Immer wieder erlebe ich – sei es in der Begleitung von anderen oder sei es bei meinen eigenen Konflikten – dass die tatsächlichen Ursachen mancher Konflikte bei den einzelnen Beteiligten sehr alt sind, manchmal sind es Verletzungen, die wir schon viele Jahre mit uns herum schleppen oder ganz alte Wunden, die durch diesen neuen Konflikt wieder Aufmerksamkeit bekommen und schmerzen. Dann ist der neue Konflikt nur Auslöser für wieder aufgeweckte Schmerzen, die lange zurück liegen: in unserer Kindheit, in früheren Erlebnissen und in alten Begebenheiten. Dann ist alles wieder da was einmal war, dann reagiert unser lymbisches System so, wie es das vor langer Zeit gelernt hat und wir spulen einfach nur noch ein Programm ab, reagieren unbewußt. Manchmal wissen wir, dass wir so reagieren werden oder könnten und dass uns das überhaupt nicht zum Ziel bringt – und tun es trotzdem. Wir steigen quasi, um in einer Metapher zu sprechen, wissenden Auges in Hannover in den Zug nach Köln ein und tragen die Absicht in uns, eigentlich nach Berlin zu wollen, sind sogar zu tiefst davon überzeugt, dass wir auch in Berlin ankommen werden. Heißt übertragen: wir wissen um unsere Verhaltensmuster, die wir in solchen Notsituationen abspulen und habenin dem Moment dennoch nicht die Möglichkeit, irgendwie anders zu agieren.

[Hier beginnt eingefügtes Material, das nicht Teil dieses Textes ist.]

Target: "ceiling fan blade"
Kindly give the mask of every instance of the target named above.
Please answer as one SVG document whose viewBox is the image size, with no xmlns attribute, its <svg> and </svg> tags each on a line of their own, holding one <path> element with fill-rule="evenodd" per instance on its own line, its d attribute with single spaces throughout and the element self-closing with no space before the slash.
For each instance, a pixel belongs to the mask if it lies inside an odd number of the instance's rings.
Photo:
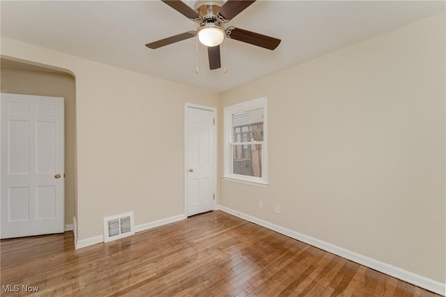
<svg viewBox="0 0 446 297">
<path fill-rule="evenodd" d="M 256 0 L 228 0 L 218 10 L 218 14 L 229 21 L 255 1 Z"/>
<path fill-rule="evenodd" d="M 174 36 L 170 36 L 167 38 L 147 43 L 146 46 L 148 48 L 155 50 L 158 47 L 164 47 L 164 45 L 178 43 L 178 41 L 184 40 L 185 39 L 192 38 L 194 36 L 195 36 L 195 31 L 190 31 L 188 32 L 182 33 L 181 34 L 174 35 Z"/>
<path fill-rule="evenodd" d="M 213 70 L 222 67 L 220 45 L 208 47 L 208 56 L 209 56 L 209 69 Z"/>
<path fill-rule="evenodd" d="M 243 29 L 230 27 L 226 30 L 226 36 L 231 39 L 250 43 L 258 47 L 273 50 L 280 43 L 280 39 L 266 35 L 259 34 Z"/>
<path fill-rule="evenodd" d="M 197 11 L 192 9 L 187 4 L 180 0 L 161 0 L 185 17 L 194 20 L 198 19 L 199 15 Z"/>
</svg>

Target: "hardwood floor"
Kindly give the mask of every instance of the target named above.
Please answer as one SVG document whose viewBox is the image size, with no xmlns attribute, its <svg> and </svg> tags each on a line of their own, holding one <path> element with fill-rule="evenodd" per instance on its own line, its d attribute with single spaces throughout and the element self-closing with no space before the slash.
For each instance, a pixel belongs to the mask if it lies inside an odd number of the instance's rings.
<svg viewBox="0 0 446 297">
<path fill-rule="evenodd" d="M 72 232 L 0 244 L 1 296 L 440 296 L 222 211 L 77 250 Z"/>
</svg>

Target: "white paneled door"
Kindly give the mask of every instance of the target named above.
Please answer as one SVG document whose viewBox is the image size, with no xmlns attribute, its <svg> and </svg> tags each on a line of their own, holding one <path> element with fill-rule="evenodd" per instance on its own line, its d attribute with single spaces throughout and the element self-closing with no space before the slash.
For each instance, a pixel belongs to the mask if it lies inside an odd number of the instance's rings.
<svg viewBox="0 0 446 297">
<path fill-rule="evenodd" d="M 188 106 L 187 112 L 187 216 L 215 204 L 215 111 Z"/>
<path fill-rule="evenodd" d="M 63 232 L 63 98 L 1 93 L 1 238 Z"/>
</svg>

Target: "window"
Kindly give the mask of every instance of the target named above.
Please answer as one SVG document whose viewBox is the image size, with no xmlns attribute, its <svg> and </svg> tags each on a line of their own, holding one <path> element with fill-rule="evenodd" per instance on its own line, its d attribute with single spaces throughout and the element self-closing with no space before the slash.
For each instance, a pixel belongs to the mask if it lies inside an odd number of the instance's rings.
<svg viewBox="0 0 446 297">
<path fill-rule="evenodd" d="M 224 108 L 224 178 L 267 185 L 266 97 Z"/>
</svg>

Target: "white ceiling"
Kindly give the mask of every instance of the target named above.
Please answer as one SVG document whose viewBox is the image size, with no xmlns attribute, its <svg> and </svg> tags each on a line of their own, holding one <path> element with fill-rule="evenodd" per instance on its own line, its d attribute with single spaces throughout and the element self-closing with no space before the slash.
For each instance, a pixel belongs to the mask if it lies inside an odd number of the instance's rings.
<svg viewBox="0 0 446 297">
<path fill-rule="evenodd" d="M 194 1 L 186 1 L 193 6 Z M 171 81 L 222 91 L 445 12 L 445 1 L 257 1 L 225 25 L 282 39 L 274 51 L 240 41 L 221 46 L 220 70 L 188 39 L 144 45 L 195 30 L 160 1 L 1 1 L 1 36 Z"/>
</svg>

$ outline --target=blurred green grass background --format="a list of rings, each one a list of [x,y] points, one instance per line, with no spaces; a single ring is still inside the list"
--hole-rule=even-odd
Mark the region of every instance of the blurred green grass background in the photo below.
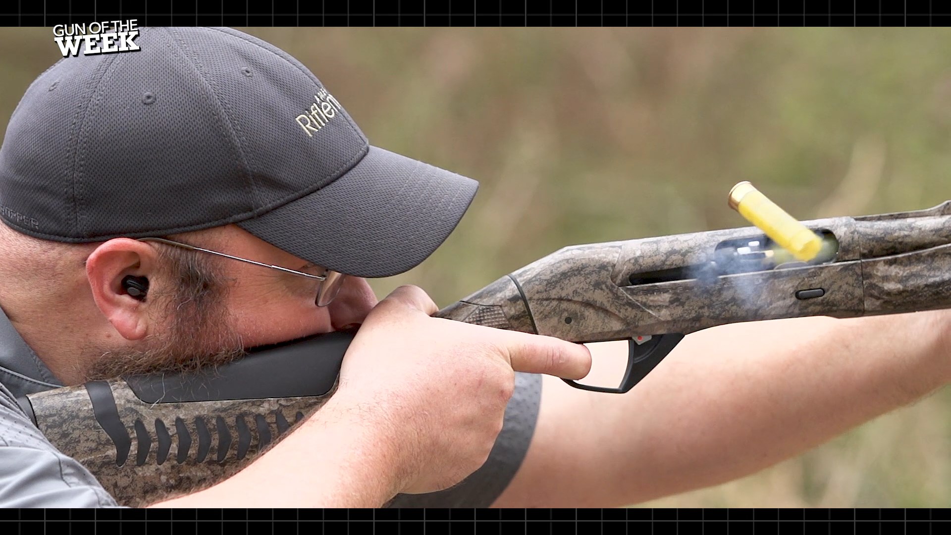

Diese Art von Konflikten lassen sich nicht einfach durch Klären der Bedürfnisse aller Beteiligten lösen. Hier ist vorher bei den beteiligten Personen eine sehr tiefe, intensive Empathie notwendig. Bei diesen Konflikten brauchen wir voher viel, viel Zeit, um unsere alten Wunden zunächst zu versorgen und Heilung zu erfahren. Das kann manchmal sehr lange Zeit in Anspruch nehmen. Ich finde es wichtig, sich diese Zeit zu nehmen, zuzulassen, dass genau das dann eben so ist, zu akzeptieren, dass nicht jetzt gleich sofort und auf der Stelle der Konflikt gelöst wird. Das bedeutet einerseits, selbst zu anzunehmen, dass man mit diesen alten Wunden jetzt gerade den Konflikt nicht angehen kann. Es bedeutet, sich zu erlauben, jetzt nicht alles lösen zu müssen. Ich darf in solchen Momenten für mich sorgen und mich um meine Bedürfnisse kümmern. Und das bedeutet für den Konfliktbeteiligten auch, in Erwägung zu ziehen, dass es für die andere Person jetzt gerade eben so ist, dass diese Person Zeit benötigt für sich selbst. Manchmal ist es sauschwer, genau diese Offenheit und Freiheit zu leben.Es bedeutet, sich von Schuld und Scham zu lösen: von eigenen Schuldzuweisungen und dem sich-schämen-es-jetzt-nicht-hinzukriegen und auch von den Schuldzuweisungen zum anderen.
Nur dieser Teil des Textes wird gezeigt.